Observation: Greens Basin

Observation Date
1/29/2013
Observer Name
Greg Gagne
Region
Salt Lake
Location Name or Route
Silver Fork - Greens Basin
Weather
Sky
Obscured
Precipitation
Moderate Snowfall
Wind Direction
West
Wind Speed
Moderate
Weather Comments
No wind affect off of ridge lines, some Moderate gusts along ridges.
Snow Characteristics
New Snow Depth
5"
New Snow Density
Low
Snow Surface Conditions
Powder
Wind Crust
Snow Characteristics Comments
About 10-15 cms (4-6") new overnight of very light density snow. Some wind drifted snow along ridgelines > 8500'. Wind drifts were sensitive and cracks were propagating. Wind drifts were 4F and ranged from 5-30 cms (2"-12"). New snow sluffed very easily on steeper aspects and several natural sluffs were observed.
Red Flags
Red Flags
Recent Avalanches
Heavy Snowfall
Wind Loading
Cracking
Collapsing
Poor Snowpack Structure
Red Flags Comments
Alot of red flags were present today. New snow over the past 2 days, recent wind loading, widespread natural sluffing in the new snow. Several collapses as well as cracking in the new snow as well as wind-drifted snow.
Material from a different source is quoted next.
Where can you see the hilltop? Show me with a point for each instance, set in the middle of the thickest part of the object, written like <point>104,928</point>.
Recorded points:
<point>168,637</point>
Scales hadn't tipped, but clearly the snowpack was talking and an increase in new and/or wind-drifted snow may be enough to overload weaker buried layers. (Not to mention manage storm snow instabilities.)
Avalanche Problem #1
Problem
New Snow
Problem #1 Comments

Was finding a much weaker snowpack in Greens Basin today than I had seen in some other mid-elevation areas of BCC. Buried facets from Jan 1-8 faceting event are buried about 50-60 cms down and they were much weaker than in other areas where I have been traveling. This layer was 10 cm thick with 4F hardness. We were getting several collapses (presumably on this layer) and were unable to isolate a column as it failed on this layer as well.

In my obs from Jan 28 I indicated that at mid-elevations I was generally finding the faceted snow from the two January faceting events to not be overly concerning. Today made me rethink that and I suspect there is a greater spatial variability of the strength/weakness of this persistent weak layer than I had originally thought.

Comments

New snow is light density and not acting as a cohesive slab. Where there hasn't been wind loading, I still don't think there is enough new snow to overload buried weak layers, but we seem to be getting close to that point. In areas where there has been significant wind loading, we may have passed that point.

Highlights today:

  • Several natural sluffs
  • Easy shears (STE) failing on graupel layer down 35 cms at the interface of Jan 28 snow.
  • Unable to isolate a column on E/NE 28 degree aspect at 8800'. Q1/SP failing on early January facets down 55 cms.
  • Several collapses
  • Fresh, sensitive wind deposits in leeward terrain

Sounds like a broken record, but current conditions warrant terrain management as the key to safely travel in avalanche terrain.